Neil Andrew Neidig, 52, of 572 Duke St., and 343 Ellison Ave., Lake Placid, Fla., appeared in Northumberland County Court on Thursday to contest a request from the state attorney general’s office that he turn over his fleet of vehicles and motorcycles because it was purchased with drug money.
Neidig continuously shook his head after a drug agent and state trooper testified that because Neidig didn’t have a job, the only way the vehicles could have been purchased was through his drug-selling operation.
Neidig was arrested June 3, 2011, after state police in Monroe County found $13,000, 13 pounds of marijuana and several switchblades in the vehicle he was driving.
Police had used confidential informants and controlled drug purchases for months while investigating Neidig, they said.
Neidig was sentenced to 14 to 30 years in state prison following his conviction.
President Judge Robert Sacavage listened as Lewisburg attorney Brian Ulmer, during the nearly 90-minute hearing, asked to delay the proceedings because Neidig has appealed his conviction.
Sacavage delayed his verdict not even five minutes in telling Neidig to turn over the 10 vehicles and that he would lose the $13,000 in cash.

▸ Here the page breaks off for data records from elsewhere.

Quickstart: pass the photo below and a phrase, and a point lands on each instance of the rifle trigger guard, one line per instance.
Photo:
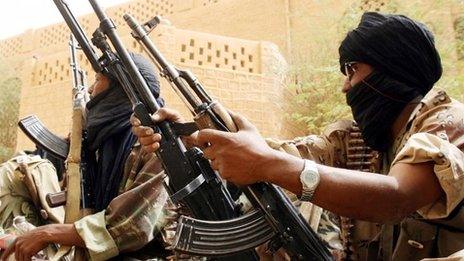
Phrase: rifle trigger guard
(188, 189)
(184, 129)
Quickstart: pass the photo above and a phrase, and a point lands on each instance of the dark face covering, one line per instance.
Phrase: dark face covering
(109, 137)
(406, 62)
(376, 102)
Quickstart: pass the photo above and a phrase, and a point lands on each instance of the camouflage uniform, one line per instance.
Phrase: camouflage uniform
(133, 218)
(434, 132)
(25, 180)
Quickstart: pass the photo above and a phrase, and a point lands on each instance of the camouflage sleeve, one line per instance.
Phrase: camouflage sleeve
(136, 216)
(324, 149)
(133, 218)
(448, 162)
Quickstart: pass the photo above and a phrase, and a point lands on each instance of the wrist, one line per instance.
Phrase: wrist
(282, 164)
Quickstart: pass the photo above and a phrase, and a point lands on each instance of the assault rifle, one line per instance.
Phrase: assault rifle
(192, 182)
(274, 214)
(63, 149)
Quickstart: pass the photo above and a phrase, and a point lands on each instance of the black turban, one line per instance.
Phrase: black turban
(396, 46)
(109, 137)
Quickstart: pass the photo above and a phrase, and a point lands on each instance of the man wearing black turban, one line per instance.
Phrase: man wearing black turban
(109, 137)
(391, 65)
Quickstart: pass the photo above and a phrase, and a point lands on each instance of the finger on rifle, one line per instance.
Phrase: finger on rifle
(151, 148)
(241, 122)
(168, 115)
(135, 121)
(210, 136)
(150, 139)
(8, 251)
(142, 131)
(208, 152)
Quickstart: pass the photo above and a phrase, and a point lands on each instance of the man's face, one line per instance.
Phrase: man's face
(358, 72)
(101, 84)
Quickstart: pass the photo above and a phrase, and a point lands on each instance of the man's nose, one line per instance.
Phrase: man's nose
(346, 85)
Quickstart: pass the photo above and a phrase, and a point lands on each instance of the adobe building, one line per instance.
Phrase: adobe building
(241, 50)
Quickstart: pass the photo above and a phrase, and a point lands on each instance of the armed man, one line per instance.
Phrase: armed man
(127, 184)
(391, 64)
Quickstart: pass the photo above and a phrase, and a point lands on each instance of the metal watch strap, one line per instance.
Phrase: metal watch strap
(311, 174)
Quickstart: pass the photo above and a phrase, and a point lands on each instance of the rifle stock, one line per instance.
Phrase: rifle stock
(192, 182)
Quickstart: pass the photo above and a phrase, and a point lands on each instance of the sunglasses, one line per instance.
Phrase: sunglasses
(349, 69)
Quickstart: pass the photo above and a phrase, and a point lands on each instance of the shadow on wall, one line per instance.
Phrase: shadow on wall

Deputy Attorney General Robert Stewart III was pleased with the results.
“We are happy with the outcome,” he said. “This is what we had hoped for.”
During a four-day trial in July 2012, several witnesses testified against Neidig, including his daughter, Amy Nicole Neidig.
Neil Neidig asked to be removed from the courtroom in July 2012 while his daughter testified that her father taught her — what Deputy Attorney General David Gorman called — “the family business.”
Amy Nicole Neidig admitted working with her father and said she supplied drugs to Juan Dockey, a confidential police informant, on numerous occasions.
Amy Nicole Neidig was sentenced to probation for her part in the drug operation and several law enforcement officials and Sacavage praised the 21-year-old for having the courage to testify against her father.
Amy Nicole Neidig was in court Thursday and was asked about her father’s job history.
“I know he got disability,” she said. “I know he worked at a few places.”
Neil Neidig had received a substantial inheritance and had several jobs in the 1990s that led him to great wealth, Ulmer contended.
Ulmer tried to grill Amy Nicole Neidig about her father’s past jobs.
“I was a child,” she said. “I have no idea what he did in the 1990s.”
Stewart, the deputy attorney general, told Sacavage the attorney general’s office sent Neil Neidig a form to complete and provide the state with tax returns or any other documents proving he had money, but Neil Neidig refused to respond.
Stewart said the 10 vehicles were all the state was able to seize because anything Neil Neidig owns in Florida can not be attached.
There may be more vehicles and several motorcycles down South, Stewart said.
Neil Neidig said that one of his vehicles was worth more than $100,000 but Stewart said the entire lot of cars is only worth about $36,000.
The vehicles will be sold at auction, Stewart said.